Considering that the addend accounts for the communication cost, it may not be necessary to impose limitations on the VF.

reames added inline comments.Jun 5 2023, 8:42 AM
llvm/test/Transforms/SLPVectorizer/RISCV/math-function.ll
203

For a bit of context since this confused me at first.

We don't actually have a vector lowering for exp. As a result, @llvm.exp.v2f32 is getting scalarized by the backend, and the cost model knows this. This is why this change to extract/insert element is seemingly effecting extract subvector costs. It isn't; it's, correctly, effecting the perceived cost of the vector exp op.

reames added inline comments.Jun 5 2023, 8:45 AM
llvm/lib/Target/RISCV/RISCVTargetTransformInfo.cpp
1526

This change is not about modeling the cost of the instruction - that should already be accounted for in the existing code. It's about artificially biasing the cost so as to influence the primary consumer against unprofitable decisions.

If you believe BaseCost is too low, please feel free to suggest an alternate patch with the motivation of why you believe this better explained.

ABataev added inline comments.Jun 5 2023, 9:32 AM
llvm/test/Transforms/SLPVectorizer/RISCV/math-function.ll
203

Then it requires the changes in the nide building algorithm. Need to check that the vector node is legal/vectorized, if it is not legal/salarized - build gather node instead of vector node

reames added inline comments.Jun 5 2023, 9:38 AM
llvm/test/Transforms/SLPVectorizer/RISCV/math-function.ll
203

Not sure what you meant here. Can you expand/clarify? In particular, was this meant as a requested change to this review? Or as a side comment?

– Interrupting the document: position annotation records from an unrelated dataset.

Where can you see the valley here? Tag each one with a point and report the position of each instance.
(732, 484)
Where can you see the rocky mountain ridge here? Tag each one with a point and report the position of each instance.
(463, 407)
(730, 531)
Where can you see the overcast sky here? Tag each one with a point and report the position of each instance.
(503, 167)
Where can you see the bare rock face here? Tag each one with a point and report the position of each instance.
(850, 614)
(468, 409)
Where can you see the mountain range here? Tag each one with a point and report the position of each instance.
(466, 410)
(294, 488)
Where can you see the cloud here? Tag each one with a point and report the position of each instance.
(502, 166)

ABataev added inline comments.Jun 5 2023, 9:43 AM
llvm/test/Transforms/SLPVectorizer/RISCV/math-function.ll
203

It is the correct fix. Need to change/fix buildnode algorithm. Need to check if it is legal to build vector node (like in your example for expf). If it is not, change the node to gather node, not vector node.

ping

@ABataev To confirm, your last comment was about potential future SLP work, and non-blocking for this change?

@ABataev ping?

Check D154738

I went and dug through this patch. I really don't think your patch and mine are solving the same problem at all. Yours appear to be focused on whether we should have vectorized an operation based on it's legality. Mine is focused on biasing vectorization away from *legal* but *unprofitable* partial vectorization scenarios. There's definitely an interaction here, but the approach is quite different.

@ABataev ping?

Check D154738

I went and dug through this patch. I really don't think your patch and mine are solving the same problem at all. Yours appear to be focused on whether we should have vectorized an operation based on it's legality. Mine is focused on biasing vectorization away from *legal* but *unprofitable* partial vectorization scenarios. There's definitely an interaction here, but the approach is quite different.

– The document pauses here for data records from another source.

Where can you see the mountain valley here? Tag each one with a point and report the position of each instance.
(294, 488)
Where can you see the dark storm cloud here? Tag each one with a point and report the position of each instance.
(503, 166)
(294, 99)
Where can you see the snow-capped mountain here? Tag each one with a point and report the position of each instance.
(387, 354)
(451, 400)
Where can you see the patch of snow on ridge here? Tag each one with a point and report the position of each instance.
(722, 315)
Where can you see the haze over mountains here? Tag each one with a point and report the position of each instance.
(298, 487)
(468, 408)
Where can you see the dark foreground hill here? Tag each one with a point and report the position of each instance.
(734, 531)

They are solving the same problem. Just your patch prevents vectorization at all because of the high cost of insert/extract instructions, while mine just limits the graph by the nodes, which won't be scalarazied later. Thus, it just throws away sclarized vector instructions out of the graph and do not even try to vectorize them and estimate their vectorization cost (which is not vectorization, but scalarization instead)

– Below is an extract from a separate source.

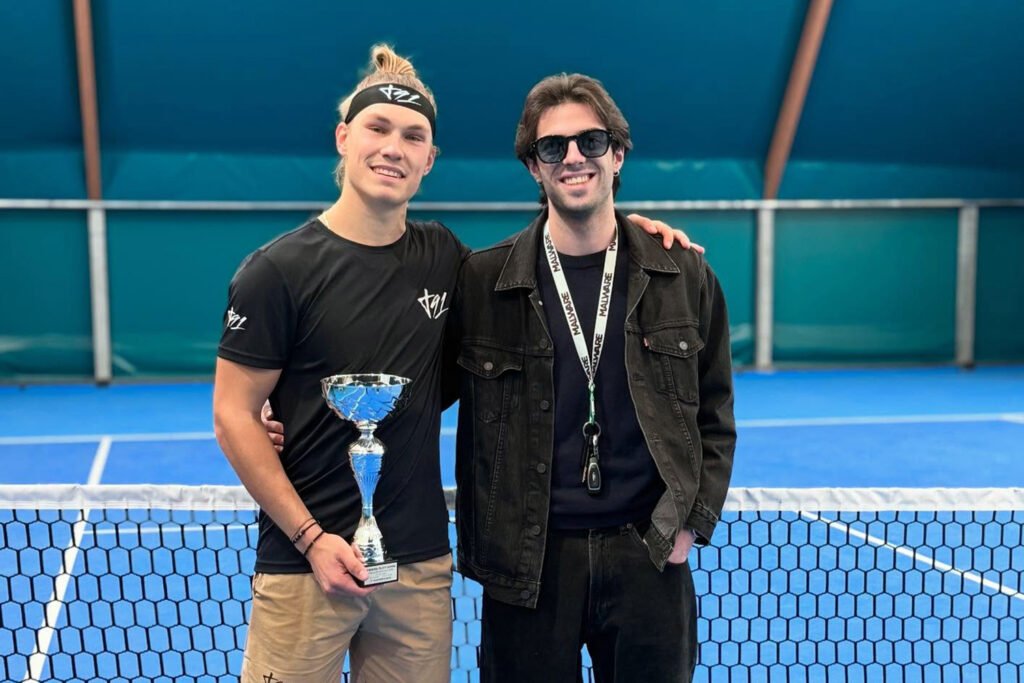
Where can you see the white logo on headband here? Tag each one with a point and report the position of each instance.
(396, 94)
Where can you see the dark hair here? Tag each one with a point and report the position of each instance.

reames abandoned this revision.Aug 4 2023, 11:38 AM

Abandoning a change which is stuck in review.

In related activity, no one has screamed loudly about regressions since SLP was enabled. I've also found another set of opportunities to improve insertelement lowering. Putting those two together will the stalled review progress, this isn't of enough importance to continue with.